On the other side of the gate, we have urban Japan. I have to say that I was less impressed with this world and got a lot more of it. What The Devil is a Part Timer did well though was taking an intentionally bland world and using it for humor. The greatest villains Ente Isla have ever seen are on the move, our hero is stalking them outside and hears them rush out the door saying that they need to act fast. She follows them to…. dun dun dun… the corner store. Because eggs are on sale. After the sale, she follows them back to their stronghold. A one bedroom apartment with paper thin walls. The sheer impressiveness creates humor. So when Emi is trying to get them to let her in as they have a conversation, you can hear her crying and pounding on the door as they calmly have a conversation, knowing full well both sides can hear each other, you really can’t help but laugh. There are more examples, but no one likes all the humor spoiled.

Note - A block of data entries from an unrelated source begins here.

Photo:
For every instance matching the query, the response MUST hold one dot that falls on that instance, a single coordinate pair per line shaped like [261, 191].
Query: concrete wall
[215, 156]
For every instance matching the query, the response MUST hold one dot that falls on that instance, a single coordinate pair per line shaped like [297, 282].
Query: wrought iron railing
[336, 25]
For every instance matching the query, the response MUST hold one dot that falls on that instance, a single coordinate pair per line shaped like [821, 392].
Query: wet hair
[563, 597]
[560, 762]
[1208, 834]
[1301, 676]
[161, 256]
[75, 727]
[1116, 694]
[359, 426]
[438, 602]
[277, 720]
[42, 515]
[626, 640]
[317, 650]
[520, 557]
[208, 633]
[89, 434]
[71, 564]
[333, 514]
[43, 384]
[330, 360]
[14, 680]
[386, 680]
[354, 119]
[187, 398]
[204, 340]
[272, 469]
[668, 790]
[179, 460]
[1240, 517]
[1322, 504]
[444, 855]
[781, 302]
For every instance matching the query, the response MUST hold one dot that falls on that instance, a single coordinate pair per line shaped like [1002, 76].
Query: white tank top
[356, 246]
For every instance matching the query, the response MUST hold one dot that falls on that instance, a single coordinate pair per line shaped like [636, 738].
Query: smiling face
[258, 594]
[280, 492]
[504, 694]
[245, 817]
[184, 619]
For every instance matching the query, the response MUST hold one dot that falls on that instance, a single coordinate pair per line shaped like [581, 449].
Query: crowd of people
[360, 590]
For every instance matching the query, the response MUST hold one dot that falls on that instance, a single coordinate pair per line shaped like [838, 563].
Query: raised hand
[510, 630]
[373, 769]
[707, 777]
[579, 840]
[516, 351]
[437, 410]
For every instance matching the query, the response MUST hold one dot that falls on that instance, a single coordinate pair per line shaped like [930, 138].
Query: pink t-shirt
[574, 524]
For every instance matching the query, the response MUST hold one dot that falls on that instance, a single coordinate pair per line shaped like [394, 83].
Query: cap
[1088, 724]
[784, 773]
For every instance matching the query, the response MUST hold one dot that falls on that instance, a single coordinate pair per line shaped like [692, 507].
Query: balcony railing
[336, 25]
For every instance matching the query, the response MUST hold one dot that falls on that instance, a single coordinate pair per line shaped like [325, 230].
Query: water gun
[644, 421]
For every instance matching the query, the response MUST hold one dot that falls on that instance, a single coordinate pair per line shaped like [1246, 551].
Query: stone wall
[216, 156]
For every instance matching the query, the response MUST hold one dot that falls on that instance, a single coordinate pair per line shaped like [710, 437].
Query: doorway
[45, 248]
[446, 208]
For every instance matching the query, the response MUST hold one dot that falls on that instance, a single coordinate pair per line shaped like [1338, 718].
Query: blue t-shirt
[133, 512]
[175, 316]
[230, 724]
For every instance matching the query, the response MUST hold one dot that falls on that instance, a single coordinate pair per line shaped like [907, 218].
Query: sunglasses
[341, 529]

Overall, the world is uninteresting, but the characters find a way to make it relevant. I could never give it full marks, but the way that it was used intentionally for humor was very well done.

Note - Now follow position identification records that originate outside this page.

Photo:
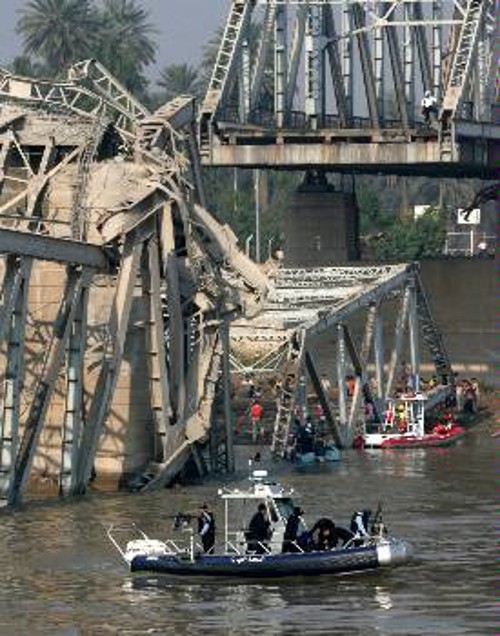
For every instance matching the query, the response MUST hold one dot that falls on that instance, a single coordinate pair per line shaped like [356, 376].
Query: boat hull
[381, 440]
[339, 561]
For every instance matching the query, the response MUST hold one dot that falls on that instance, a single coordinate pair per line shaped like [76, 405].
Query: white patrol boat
[404, 425]
[242, 556]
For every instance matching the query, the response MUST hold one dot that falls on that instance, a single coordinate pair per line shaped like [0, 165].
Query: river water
[61, 576]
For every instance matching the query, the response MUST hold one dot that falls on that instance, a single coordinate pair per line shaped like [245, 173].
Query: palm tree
[179, 79]
[126, 44]
[58, 31]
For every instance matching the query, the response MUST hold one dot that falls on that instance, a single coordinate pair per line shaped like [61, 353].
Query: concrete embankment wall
[465, 297]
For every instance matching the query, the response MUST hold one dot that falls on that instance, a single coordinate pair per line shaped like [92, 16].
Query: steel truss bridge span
[337, 84]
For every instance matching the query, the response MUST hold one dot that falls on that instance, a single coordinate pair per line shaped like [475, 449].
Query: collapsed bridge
[119, 287]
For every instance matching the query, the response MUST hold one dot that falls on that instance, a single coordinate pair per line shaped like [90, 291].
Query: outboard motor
[360, 522]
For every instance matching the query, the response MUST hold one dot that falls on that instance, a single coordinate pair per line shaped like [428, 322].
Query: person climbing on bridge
[429, 107]
[256, 412]
[206, 528]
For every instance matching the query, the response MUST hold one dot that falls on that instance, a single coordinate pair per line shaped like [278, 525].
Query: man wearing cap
[206, 528]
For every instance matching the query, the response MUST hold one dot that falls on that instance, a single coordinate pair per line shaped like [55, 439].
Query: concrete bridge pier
[322, 226]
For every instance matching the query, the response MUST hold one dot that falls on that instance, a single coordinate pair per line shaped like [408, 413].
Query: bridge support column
[321, 227]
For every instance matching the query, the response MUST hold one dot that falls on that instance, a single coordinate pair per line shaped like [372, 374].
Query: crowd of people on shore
[309, 432]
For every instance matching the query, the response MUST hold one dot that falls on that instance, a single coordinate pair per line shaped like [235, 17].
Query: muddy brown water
[61, 576]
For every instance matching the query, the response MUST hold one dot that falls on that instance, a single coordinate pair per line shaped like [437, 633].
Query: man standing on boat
[259, 530]
[206, 528]
[292, 530]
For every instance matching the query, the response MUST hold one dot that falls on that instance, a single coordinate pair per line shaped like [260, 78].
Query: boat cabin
[241, 504]
[405, 415]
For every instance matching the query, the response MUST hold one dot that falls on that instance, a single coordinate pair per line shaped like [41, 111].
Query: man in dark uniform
[258, 530]
[291, 531]
[206, 528]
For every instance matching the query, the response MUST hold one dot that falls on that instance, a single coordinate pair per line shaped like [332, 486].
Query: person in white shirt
[429, 106]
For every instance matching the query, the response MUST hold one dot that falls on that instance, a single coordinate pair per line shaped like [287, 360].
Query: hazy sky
[184, 26]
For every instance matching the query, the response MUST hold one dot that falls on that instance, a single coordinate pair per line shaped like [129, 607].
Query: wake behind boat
[283, 551]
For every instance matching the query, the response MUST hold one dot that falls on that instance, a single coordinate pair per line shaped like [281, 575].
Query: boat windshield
[284, 507]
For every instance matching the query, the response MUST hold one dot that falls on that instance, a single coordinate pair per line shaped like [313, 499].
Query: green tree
[179, 79]
[126, 42]
[59, 32]
[27, 67]
[410, 240]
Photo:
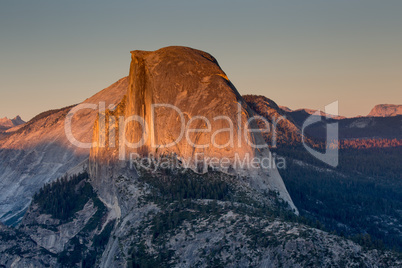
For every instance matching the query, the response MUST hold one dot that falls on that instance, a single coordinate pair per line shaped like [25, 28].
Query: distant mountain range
[384, 129]
[386, 110]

The music in The Devil is a Part Timer has to be some of the oddest selection of sounds I have ever heard. I can’t tell if the music team was arguing the whole time or if they split into four different camps and took turns adding music. The first camp had someone who said, “Hey, I just got back from Morocco and you won’t believe it but the drums there are awesome.” Boom, insert weird funky percussion songs that sound half Japanese and half Moroccan. The next camp said, “You know what screams ‘Devil working part time at a burger joint’? 1800’s Italian street music.” Unsurprisingly I was not alive back then but it reminds me of the feeling of walking down a brick road with adobe-esqe houses and tile roofs. Team three decided that a lot of their audience might be young. What kind of music do young people listen to? Well if you know anyone in your life under the age of five you might have watched these bizarre shows that play music and explain shapes and numbers in a giant white environment that always makes me think of that afterlife. These storyless concoctions of learning always have these songs that are largely based on what sound like chimes and string orchestras.
|Category||Points Given||Points Possible|
|I am interested in the characters in the story||5||6|
|I liked the emotion the story made me feel||5||6|
|The story brings up interesting ideas||4||6|
|I felt the pacing of the show was appropriate||3||4|
|The animation in the show is beautiful||2||4|
|I am interested in the world that the story takes place in||1||3|
|I felt that the music added to the story in a meaningful way||2||3|
The Devil is a Part Timer is the perfect show to watch with a friend or suggest to someone you want to indoctrinate into the anime kingdom. It does humor in all the right ways, has characters that grab your attention, and plays well into tropes. A second season comes out sometime after this review and I can only hope that it keeps the charm that season one had success with.